儲かる会社になる! 中小製造業編(1) 限界利益率を確認する

製造業の業績が低下しています。

 

2019年12月13日、経済産業省は、2019年10月分の製造工業生産能力指数、製造工業稼働率指数、鉱工業指数などを発表しました。これによりますと、製造工業生産能力指数は98.2(前年同月比-0.5%)、製造工業稼働率指数は95.8(前年同月比-8.6%)、鉱工業指数は生産が98.6(前年同月比-7.7%)、出荷が98.1(前年同月比-7.3%)、在庫が104.2(前年同月比+2.6%)、在庫率が113.4(前年同月比+9.5%)でした(https://www.meti.go.jp/statistics/tyo/iip/result-1.html)。このように、前年同月と比較して、生産能力、稼働率が低下、生産、出荷が減少し、在庫、在庫率が上昇しています。これらの指数は、2015年=100とした場合の相対値なので、2015年と比較しても悪化していることがわかります。

 

川下の大企業の業績が悪化すると、川下の大企業を顧客としている中小製造業の業績も悪化します。川下の大企業からの受注が減少すれば、当然、出荷が減少、生産が減少して稼働率が低下します。かといって、中小製造業のほとんどは下請であり、自社の努力で受注額を増加させることもなかなかできません。祈るだけです。「来年度になれば景気が上向いてくれなるはずだ」というように、、、。

 

自社の努力で売上を増やすことが難しいとすれば、何を行うべきでしょうか。そうです、コストダウンですね。

 

今、日本では就業人口が減少しており人手不足です。そのため、賃金上昇の圧力があります。加えて、政府は賃金上昇を政策としています。設計や機械加工の外注単価や材料費が上昇していませんか? 自社の人件費が増加していませんか? 何も手を打たなければ、コストは少しずつ増加していきます。出荷が減少し、コストが上昇すればどうなるでしょうか? 当然、利益が減少します。赤字に転落します。資金繰りが悪化して借入が増えます。気が付くと、債務超過に・・・。

 

このような背景があるのでしょう。昨年度の下期からコストダウンや原価管理をテーマに支援を依頼されることが増えてきました。

 

 

コストダウンを考えるときに、ポイントのひとつになるのが、変動費と固定費を分けて手を打つことです。

 

変動費というのは、売上の増減に伴い増減する費用です。材料費、外注費、運送費などです。製品を生産するためには材料や外注が必要ですし、部品を取り寄せたり、製品を納品するのに運送費が必要になります。このため、売上が増えれば変動費も増えます。

 

変動費が増えても問題であるとは限りません。変動費が10%増加しても、売上が10%以上増えていれば問題ありません。

 

では、売上が10%しか増えていないのに、変動費が20%増えてしまったらどうでしょうか? そうです。収益性が悪化します。

 

問題になるのは、売上に対する変動費の比率(変動費率)が上昇する場合です。売上も変動費も10%ずつ上昇する場合は、変動費率は変わりません。しかし、売上が10%しか伸びていないのに、変動費が20%上昇すると、変動費率は上昇します。

 

昨年度の上半期までは、売上が増え、そのため利益も増えていた会社多かったと思います。しかし、売上が増えている間、変動費率はどのように推移していたでしょうか? 決算報告書の製造原価報告書を確認してみてください。
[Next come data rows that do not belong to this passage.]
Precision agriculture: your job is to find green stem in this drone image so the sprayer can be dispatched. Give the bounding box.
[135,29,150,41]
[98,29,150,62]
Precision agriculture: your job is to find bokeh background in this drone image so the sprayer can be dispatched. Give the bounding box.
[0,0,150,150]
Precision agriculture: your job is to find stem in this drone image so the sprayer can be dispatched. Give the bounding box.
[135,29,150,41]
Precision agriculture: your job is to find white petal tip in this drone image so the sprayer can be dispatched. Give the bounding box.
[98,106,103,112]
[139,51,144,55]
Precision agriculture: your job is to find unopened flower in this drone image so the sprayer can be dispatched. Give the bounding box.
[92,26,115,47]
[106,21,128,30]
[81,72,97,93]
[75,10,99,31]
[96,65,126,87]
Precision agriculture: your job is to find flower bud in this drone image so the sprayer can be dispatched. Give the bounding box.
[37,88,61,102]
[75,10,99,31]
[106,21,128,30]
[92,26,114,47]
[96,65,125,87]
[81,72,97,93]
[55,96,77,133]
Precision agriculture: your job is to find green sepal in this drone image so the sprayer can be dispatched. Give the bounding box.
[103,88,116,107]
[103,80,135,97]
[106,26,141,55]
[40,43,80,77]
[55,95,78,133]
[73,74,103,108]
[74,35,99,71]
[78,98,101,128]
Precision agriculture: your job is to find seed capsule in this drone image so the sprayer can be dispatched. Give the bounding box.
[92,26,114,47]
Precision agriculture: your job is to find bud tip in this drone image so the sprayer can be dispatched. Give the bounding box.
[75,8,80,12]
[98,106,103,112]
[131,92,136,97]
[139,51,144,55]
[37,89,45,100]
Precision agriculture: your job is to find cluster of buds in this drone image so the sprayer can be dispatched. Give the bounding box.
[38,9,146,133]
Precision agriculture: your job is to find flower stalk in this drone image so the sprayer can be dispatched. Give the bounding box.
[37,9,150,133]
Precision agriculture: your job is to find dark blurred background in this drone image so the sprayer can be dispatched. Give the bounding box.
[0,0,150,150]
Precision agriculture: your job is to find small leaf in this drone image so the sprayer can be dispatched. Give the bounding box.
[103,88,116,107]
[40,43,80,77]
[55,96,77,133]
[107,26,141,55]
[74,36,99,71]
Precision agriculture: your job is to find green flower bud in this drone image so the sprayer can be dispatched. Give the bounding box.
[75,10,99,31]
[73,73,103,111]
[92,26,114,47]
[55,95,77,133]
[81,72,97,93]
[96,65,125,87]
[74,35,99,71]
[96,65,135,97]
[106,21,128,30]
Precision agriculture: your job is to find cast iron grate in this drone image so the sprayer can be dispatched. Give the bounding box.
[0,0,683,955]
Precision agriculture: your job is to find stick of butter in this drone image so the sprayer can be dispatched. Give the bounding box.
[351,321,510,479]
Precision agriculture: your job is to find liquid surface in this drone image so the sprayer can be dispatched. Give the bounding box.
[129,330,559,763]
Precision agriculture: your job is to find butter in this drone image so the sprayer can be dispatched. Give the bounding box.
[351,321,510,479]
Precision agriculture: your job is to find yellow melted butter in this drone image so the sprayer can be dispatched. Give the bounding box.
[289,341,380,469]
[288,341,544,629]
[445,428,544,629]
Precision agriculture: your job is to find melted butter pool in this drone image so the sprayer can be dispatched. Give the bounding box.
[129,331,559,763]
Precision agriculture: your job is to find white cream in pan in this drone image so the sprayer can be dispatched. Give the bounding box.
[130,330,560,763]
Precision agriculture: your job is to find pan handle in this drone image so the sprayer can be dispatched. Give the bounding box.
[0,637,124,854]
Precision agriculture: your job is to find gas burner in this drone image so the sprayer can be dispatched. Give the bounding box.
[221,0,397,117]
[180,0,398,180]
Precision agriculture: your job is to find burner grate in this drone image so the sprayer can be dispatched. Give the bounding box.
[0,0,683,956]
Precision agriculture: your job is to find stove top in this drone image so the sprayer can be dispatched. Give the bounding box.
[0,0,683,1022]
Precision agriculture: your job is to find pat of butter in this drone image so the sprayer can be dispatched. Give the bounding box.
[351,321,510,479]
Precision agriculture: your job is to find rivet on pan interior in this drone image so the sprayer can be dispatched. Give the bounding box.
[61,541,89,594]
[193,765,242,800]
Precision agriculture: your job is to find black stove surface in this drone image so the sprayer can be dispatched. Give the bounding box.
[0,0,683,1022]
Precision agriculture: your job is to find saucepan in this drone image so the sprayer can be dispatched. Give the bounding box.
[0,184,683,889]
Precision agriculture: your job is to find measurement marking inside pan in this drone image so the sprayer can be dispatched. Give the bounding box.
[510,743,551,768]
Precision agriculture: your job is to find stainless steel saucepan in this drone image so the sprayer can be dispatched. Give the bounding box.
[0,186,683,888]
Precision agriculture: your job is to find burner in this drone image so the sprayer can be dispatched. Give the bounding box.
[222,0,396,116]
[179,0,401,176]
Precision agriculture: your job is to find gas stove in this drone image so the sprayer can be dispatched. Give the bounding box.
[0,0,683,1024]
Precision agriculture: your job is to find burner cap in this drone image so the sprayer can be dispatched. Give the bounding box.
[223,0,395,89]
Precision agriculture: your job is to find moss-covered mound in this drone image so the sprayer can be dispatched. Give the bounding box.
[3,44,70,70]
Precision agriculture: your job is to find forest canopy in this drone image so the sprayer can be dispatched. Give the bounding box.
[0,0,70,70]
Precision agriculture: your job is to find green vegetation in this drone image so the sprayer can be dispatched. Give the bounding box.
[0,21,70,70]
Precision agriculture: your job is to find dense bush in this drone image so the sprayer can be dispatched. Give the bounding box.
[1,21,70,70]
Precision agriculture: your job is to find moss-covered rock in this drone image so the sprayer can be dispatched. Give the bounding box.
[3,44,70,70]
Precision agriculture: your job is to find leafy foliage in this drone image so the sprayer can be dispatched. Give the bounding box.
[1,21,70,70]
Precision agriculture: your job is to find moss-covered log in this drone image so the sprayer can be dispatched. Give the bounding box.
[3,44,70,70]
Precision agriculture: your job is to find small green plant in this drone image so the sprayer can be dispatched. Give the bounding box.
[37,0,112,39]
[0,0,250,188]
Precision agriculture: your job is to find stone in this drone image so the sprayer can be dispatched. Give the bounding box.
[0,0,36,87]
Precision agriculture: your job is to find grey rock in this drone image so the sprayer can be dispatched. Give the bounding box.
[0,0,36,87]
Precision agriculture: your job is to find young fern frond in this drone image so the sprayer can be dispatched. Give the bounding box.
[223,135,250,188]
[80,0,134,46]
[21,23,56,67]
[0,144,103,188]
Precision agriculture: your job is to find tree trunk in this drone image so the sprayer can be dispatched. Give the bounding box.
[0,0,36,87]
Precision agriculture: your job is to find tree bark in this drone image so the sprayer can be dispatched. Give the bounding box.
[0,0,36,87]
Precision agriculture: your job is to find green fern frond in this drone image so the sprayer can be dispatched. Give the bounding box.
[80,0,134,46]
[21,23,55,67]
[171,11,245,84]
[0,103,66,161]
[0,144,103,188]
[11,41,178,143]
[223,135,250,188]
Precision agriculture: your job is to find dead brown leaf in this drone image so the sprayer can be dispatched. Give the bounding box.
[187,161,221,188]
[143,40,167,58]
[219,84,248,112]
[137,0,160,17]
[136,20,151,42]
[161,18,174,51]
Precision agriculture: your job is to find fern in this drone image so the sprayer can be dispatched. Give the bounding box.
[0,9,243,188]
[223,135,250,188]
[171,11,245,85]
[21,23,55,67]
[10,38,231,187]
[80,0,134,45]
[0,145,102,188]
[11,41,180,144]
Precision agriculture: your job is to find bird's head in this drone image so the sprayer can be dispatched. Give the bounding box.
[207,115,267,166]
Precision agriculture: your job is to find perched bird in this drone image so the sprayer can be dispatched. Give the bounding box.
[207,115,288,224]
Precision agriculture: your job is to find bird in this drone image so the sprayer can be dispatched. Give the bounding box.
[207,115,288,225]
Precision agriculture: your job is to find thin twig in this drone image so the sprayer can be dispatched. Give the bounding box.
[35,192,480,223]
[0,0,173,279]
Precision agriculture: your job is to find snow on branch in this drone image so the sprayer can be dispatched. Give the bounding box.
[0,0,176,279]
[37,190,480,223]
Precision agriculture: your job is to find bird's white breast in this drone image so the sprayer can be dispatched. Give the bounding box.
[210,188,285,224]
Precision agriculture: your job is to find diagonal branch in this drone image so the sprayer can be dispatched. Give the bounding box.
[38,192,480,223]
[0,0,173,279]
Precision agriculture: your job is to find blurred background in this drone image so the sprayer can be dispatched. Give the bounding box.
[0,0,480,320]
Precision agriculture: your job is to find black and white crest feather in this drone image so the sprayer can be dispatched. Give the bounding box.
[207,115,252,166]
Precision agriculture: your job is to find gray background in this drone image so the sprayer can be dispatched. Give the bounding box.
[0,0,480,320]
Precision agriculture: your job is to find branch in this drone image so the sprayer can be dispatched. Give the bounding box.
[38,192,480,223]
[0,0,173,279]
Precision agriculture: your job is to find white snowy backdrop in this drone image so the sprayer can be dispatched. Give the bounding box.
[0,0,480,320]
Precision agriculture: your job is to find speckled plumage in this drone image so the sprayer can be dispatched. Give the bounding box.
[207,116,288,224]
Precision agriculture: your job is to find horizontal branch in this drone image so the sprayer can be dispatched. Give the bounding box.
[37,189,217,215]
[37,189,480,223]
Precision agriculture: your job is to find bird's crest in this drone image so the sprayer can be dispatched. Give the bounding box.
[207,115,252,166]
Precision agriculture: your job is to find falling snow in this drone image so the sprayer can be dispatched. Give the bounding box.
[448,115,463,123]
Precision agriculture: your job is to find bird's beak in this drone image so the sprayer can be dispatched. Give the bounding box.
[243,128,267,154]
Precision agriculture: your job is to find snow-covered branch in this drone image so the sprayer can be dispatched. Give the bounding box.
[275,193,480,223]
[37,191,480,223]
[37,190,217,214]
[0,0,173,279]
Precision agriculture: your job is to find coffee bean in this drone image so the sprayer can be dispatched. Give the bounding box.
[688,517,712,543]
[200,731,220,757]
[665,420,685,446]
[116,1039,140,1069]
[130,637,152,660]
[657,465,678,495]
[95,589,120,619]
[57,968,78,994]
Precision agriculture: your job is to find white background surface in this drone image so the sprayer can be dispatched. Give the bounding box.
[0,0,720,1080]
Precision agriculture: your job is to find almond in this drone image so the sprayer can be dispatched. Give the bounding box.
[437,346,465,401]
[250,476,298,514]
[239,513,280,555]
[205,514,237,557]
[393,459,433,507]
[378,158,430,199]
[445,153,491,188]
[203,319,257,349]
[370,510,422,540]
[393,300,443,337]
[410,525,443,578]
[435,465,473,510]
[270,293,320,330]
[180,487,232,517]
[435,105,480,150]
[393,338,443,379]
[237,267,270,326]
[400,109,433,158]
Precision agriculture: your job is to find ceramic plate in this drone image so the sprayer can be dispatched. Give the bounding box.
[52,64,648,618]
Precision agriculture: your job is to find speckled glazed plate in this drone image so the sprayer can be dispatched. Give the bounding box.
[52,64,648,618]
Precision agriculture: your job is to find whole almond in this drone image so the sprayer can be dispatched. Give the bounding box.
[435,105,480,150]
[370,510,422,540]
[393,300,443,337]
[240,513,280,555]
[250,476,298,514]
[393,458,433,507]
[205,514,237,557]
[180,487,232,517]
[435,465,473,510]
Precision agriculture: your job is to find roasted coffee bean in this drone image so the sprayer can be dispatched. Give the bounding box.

売上高に占める変動費(材料費、外注費、運送費等)の割合は増え続けていたのではないでしょうか? 3期前50% → 2期前55% → 前期60% というようなことになっていませんか?

 

変動費率が上昇すると収益性が低下します。あまり聞きなれない言葉かもしれませんが、売上高から変動費を差し引いたものを「限界利益」と呼びます。

 

 売上高 ー 変動費 = 限界利益

 

変動費率(売上高に占める変動費の割合)が上昇すると、限界利益率(売上高に占める限界利益の割合)が低下します。変動費率が 3期前50% → 2期前55% → 前期60% と上昇しているなら、限界利益率は 3期前50% → 2期前45% → 前期40% というように低下します。変動費率が上昇すると限界利益率、すなわち収益性が低下します。

 

限界利益率の上昇は深刻です。というのは、限界利益は固定費を支払うための原資になっているからです。限界利益と固定費の関係は次のようになっています。

 

 限界利益 ー 固定費 = 利益

 

固定費の中で最も額の大きいものは労務費でしょう。限界利益が減少して固定費の総額よりも小さくなってしまうとどうなるでしょうか? そうです、赤字です。

 

まず最初に行うべきことは、過去数期の限界利益率を確認することです。もし、限界利益率が低下傾向にあることがわかれば、早急に手を打たなければなりません。